Where have you been? Where are you going? And why?
The swim teacher handed me two dripping and giggling girls. I led them over the lollipops for their post-traumatic reward. Both girls focused on getting to the bowl of suckers. As I toweled them off, they decorated the poolside with Dum-Dum wrappers. Another swim teacher, Kelsey, questioned me on what I’d fed the girls prior to lessons. Not because they tore into the candy like starved lions, but because they actually made it through the hour without the neighbors mistaking them for ambulance sirens. You see, my girls hate swim lessons. Hate is a strong word, you’re thinking, dislike would be far godlier language. No, my girls hate swim lessons. Maren protested with a panicked wail for the entire thirty minute drive earlier in the week. Sometimes we don’t tell them where we’re going until we’re close. That works less and less as Summer now recognizes the airport and surroundings schools as signs. “No, Kelsey, no Kelsey.” This starts composed and evolves into a whimper. By the time she sees the red paved driveway, you’d think we just told her that Chik-fil-a was tearing down all indoor playgrounds and canceling chicken nuggets. Parents are not allowed to sit poolside during lessons for obvious reasons, so we hide on the other side of the fence and peer through the cracks. Our orphans frantically search for their redeemers while the swim teachers splash, throw, and dunk them. Okay, that’s a little extreme. But only a little. Trust me, the headmaster of the program has earned the unofficial reputation as Swim Nazi. To end the class period, the SS force the young tadpoles to walk the plank otherwise known as a diving board. In this simulated accidental drowning exercise, the kids must roll over onto their backs. Thankfully for our girls, they keep the piranhas out of the water until the students turn three.
So you have a small picture of the terror we subject our girls to during Shark Swim Week. All of this to illustrate the context for Thursday’s miracle: the girls may have actually had fun. I peeked in a couple times to see the girls resting on the pool’s edge, up to their own mischief. They traded life jackets back and forth, clipping and unclipping them. Kelsey even asked Maren what she was doing. “I’m cleaning the house!” she replied. Later, the girls walked over on cue to the diving board. They had to be restrained from climbing up. When it was their turn, they launched themselves like frogs off lily pads.
On Wednesday, the girls liked the water about as much as the Wicked Witch of the West when Dorothy melted her with the bucketful. On Thursday they more resembled Michael Phelps. What changed?
During Wednesday’s commute, we talked about swim lessons: how they would only last an hour, how much fun they normally have in the pool, and how the world wasn’t going to end. “Talked” sounds more like a dialogue.

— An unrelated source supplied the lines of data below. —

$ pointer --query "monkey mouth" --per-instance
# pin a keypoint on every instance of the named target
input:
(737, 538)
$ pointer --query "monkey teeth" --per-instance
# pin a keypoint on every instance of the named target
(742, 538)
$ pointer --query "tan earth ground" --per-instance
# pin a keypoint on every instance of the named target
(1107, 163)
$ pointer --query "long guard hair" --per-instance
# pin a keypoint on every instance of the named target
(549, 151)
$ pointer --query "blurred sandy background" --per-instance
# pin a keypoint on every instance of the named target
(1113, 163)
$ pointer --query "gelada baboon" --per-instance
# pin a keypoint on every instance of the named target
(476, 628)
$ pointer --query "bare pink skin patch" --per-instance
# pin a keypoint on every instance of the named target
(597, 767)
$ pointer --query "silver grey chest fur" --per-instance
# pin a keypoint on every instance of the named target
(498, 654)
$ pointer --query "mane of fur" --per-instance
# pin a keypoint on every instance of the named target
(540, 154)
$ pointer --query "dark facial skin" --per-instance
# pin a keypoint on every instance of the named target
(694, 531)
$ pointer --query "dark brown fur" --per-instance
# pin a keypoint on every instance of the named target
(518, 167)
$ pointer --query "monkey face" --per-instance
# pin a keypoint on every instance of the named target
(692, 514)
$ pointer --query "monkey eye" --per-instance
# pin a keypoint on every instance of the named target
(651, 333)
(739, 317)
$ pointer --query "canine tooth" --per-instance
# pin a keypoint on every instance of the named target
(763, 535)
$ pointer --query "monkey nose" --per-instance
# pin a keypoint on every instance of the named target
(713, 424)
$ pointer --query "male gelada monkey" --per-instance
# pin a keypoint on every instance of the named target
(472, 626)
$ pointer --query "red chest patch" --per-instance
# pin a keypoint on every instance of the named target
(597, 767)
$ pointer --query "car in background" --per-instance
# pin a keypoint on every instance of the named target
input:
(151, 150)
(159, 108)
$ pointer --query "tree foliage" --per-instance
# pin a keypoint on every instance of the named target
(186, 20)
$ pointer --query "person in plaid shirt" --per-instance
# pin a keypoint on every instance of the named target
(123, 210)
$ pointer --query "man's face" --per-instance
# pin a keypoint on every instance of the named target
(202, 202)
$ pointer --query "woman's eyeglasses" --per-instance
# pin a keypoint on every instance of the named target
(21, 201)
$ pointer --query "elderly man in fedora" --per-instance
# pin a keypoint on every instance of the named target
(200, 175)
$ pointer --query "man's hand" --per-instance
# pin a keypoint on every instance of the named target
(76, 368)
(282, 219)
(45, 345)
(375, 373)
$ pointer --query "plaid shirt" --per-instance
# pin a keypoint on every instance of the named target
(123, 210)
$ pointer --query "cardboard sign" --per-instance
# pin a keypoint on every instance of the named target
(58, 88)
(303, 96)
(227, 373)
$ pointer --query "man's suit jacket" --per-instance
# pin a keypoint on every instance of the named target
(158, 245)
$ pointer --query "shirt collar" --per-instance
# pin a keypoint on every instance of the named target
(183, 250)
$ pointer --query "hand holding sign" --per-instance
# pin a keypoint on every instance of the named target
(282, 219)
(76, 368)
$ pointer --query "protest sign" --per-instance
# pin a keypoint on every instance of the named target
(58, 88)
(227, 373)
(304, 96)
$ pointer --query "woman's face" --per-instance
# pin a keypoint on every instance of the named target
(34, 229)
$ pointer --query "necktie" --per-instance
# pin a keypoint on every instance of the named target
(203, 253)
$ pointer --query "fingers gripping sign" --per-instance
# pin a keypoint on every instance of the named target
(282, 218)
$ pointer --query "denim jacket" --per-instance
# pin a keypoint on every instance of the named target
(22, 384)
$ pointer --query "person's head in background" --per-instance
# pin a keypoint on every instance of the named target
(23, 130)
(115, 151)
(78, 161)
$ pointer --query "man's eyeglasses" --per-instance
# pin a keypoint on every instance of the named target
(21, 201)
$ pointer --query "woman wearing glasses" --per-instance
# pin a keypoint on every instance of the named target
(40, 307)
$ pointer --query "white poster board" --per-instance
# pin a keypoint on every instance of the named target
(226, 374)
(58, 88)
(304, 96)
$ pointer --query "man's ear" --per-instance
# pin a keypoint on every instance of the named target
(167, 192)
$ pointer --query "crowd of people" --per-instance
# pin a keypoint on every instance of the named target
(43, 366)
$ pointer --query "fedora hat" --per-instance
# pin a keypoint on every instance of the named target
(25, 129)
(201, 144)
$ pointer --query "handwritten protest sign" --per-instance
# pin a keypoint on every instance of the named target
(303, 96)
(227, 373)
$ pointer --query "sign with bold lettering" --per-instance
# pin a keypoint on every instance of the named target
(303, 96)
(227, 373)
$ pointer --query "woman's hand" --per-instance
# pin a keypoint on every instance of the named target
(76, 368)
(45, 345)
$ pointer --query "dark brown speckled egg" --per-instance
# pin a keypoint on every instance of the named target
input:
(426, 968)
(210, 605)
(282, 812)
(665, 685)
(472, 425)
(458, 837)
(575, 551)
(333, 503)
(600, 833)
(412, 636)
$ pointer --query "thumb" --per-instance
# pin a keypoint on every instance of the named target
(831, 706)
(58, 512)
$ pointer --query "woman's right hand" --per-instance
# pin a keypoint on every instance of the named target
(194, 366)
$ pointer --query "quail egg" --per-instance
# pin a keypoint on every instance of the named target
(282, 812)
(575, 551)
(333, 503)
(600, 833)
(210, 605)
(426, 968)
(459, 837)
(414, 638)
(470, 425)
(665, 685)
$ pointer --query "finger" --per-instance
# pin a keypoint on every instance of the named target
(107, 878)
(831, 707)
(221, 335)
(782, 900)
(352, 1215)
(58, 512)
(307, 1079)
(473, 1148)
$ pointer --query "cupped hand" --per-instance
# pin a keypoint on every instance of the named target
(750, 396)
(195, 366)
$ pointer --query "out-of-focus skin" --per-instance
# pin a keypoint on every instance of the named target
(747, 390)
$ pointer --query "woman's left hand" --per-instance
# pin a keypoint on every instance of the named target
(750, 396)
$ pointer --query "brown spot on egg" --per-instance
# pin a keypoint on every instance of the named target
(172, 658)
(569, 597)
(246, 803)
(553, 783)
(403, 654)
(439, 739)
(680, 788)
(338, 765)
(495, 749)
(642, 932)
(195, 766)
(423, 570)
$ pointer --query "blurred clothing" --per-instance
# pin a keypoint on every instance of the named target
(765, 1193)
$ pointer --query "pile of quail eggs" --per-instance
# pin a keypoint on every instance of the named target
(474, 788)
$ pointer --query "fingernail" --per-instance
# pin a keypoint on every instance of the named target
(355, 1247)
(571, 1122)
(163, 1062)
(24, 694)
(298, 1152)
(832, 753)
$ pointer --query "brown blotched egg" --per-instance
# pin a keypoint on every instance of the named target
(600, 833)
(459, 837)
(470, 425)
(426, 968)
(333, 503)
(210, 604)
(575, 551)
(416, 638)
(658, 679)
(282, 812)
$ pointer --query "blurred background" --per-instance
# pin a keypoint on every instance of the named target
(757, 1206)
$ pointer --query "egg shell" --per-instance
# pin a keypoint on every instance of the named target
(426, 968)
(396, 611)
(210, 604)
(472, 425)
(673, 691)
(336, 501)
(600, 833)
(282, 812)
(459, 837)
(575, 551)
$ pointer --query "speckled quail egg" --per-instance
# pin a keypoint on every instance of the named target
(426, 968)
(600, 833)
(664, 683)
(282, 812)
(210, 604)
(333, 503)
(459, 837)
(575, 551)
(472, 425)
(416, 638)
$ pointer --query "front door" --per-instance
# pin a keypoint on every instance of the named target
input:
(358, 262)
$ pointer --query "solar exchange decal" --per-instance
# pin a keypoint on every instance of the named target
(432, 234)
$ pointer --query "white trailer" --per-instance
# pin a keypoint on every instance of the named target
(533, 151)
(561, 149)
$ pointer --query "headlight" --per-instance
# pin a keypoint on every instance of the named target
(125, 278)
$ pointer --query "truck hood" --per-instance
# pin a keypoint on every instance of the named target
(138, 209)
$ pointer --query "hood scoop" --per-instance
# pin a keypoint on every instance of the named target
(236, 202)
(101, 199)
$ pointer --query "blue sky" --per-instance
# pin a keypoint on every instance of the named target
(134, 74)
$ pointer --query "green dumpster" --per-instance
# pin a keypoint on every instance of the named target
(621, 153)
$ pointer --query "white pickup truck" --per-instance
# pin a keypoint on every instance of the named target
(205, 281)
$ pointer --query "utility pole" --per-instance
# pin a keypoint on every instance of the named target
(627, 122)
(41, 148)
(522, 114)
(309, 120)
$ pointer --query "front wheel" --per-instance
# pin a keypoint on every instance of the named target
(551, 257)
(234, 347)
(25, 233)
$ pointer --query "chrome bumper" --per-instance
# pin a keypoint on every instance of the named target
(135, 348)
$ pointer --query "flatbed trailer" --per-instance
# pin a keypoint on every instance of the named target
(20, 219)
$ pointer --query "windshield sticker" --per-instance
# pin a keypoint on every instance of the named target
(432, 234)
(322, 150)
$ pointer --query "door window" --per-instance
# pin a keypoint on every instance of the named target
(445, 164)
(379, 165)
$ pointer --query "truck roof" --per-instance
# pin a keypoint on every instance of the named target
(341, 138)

My attempt at encouragement evaporated into their cries. On Thursday, we talked about Grandma’s birthday party, the candles that would need to be blown out, the presents that would need opening, and the family that would be there. Summer even reminded her sister at one point, “Guess what Marsie, Grandma’s birthday!” Upon arrival at swim lessons, we went over the plan for the day: swim lessons, lunch, nap, and the birthday party. One hour later, I pulled two girls from the pool, not as their rescuer but as their chauffer to Grandma’s Ball. Maren laughed.
“I don’t think I’ve ever heard her laugh,” exclaimed the teacher.
Sometimes we just need to know the bigger story.